[Date Prev][Date Next][Thread Prev][Thread Next][Date Index][Thread Index]
Re: A (too huge) Arabic word-list (with prefixes) for spell-checkers
- To: Mohammed Sameer <msameer at foolab dot org>
- Subject: Re: A (too huge) Arabic word-list (with prefixes) for spell-checkers
- From: Dan Kenigsberg <danken at cs dot technion dot ac dot il>
- Date: Tue, 16 May 2006 13:18:15 +0300
- Cc: Ivrix Discussions <ivrix-discuss at ivrix dot org dot il>, Development Discussions <developer at arabeyes dot org>
- Hebrew-date: 18 Iyyar 5766
- User-agent: Mutt/1.4.1i
Mohammed,
Thank you for your criticism :-)
> Which leads to 2 points:
> 1) Those words are not correct
> 2) The data files contain a small set of incorrect words "Maybe this is a
> problem with my implementation of the Buckwalter algorithm".
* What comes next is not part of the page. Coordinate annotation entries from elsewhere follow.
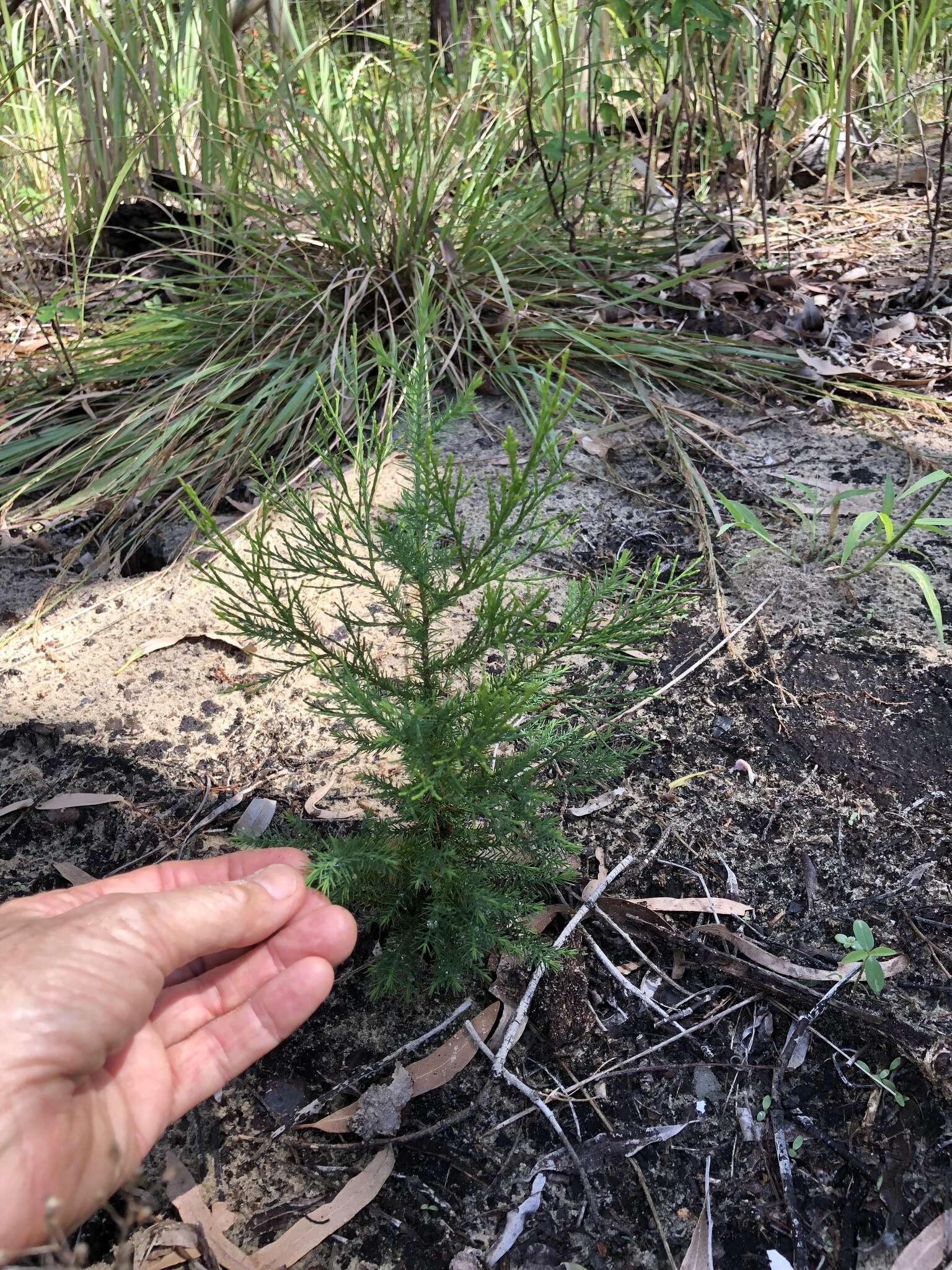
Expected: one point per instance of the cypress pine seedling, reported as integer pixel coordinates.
(493, 717)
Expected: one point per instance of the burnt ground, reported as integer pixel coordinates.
(840, 706)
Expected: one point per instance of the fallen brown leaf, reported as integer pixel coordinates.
(931, 1249)
(154, 646)
(323, 1222)
(599, 803)
(599, 877)
(17, 807)
(319, 794)
(696, 1258)
(66, 801)
(427, 1073)
(691, 905)
(791, 969)
(73, 874)
(184, 1194)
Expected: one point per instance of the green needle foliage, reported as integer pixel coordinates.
(494, 711)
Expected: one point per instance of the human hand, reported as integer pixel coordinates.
(127, 1001)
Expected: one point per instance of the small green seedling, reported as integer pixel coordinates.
(865, 949)
(875, 531)
(884, 1078)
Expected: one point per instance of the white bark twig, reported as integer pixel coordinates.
(536, 1099)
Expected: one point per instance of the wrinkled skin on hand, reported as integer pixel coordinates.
(126, 1002)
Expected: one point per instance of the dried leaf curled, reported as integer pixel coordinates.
(63, 802)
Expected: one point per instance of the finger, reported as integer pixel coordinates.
(154, 879)
(314, 901)
(328, 934)
(164, 931)
(223, 1049)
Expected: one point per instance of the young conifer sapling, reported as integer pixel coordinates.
(500, 706)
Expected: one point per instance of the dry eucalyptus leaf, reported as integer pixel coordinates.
(427, 1073)
(800, 1048)
(379, 1109)
(467, 1259)
(931, 1249)
(696, 1258)
(184, 1194)
(824, 367)
(599, 803)
(17, 807)
(516, 1222)
(63, 802)
(325, 1221)
(257, 817)
(791, 969)
(598, 446)
(73, 874)
(342, 812)
(161, 642)
(691, 905)
(777, 1261)
(318, 797)
(601, 1148)
(599, 878)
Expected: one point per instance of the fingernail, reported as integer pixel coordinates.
(280, 881)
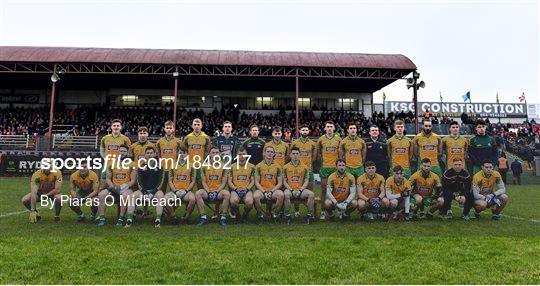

> 3) The affix data is huge and IMHO not easy to modify/extend which means
> that it'll be hard to strip those words.
>
> This is why I decided to ignore the Buckwalter data and work on a new data
> set.
Are you sure the best option was to ignore that data? How many incorrect words
spellings are there? Would you please give me an example of an incorrect
spelling of such a word, and the correct one?
I know that the affix data is huge, but please explain what has to be done. Do
you mean that for some words the prefix+stem+suffix is wrong even the stem is
correct?
> I know about a google project to create a dictionary from the Buckwalter data
> which makes me wonder, Why don't you cooperate with them ?
I wouldn't mind. Maybe now one of them approaches me.
> PS. Why "DICT ar EG ar" only in dictionary.lst ? ;-)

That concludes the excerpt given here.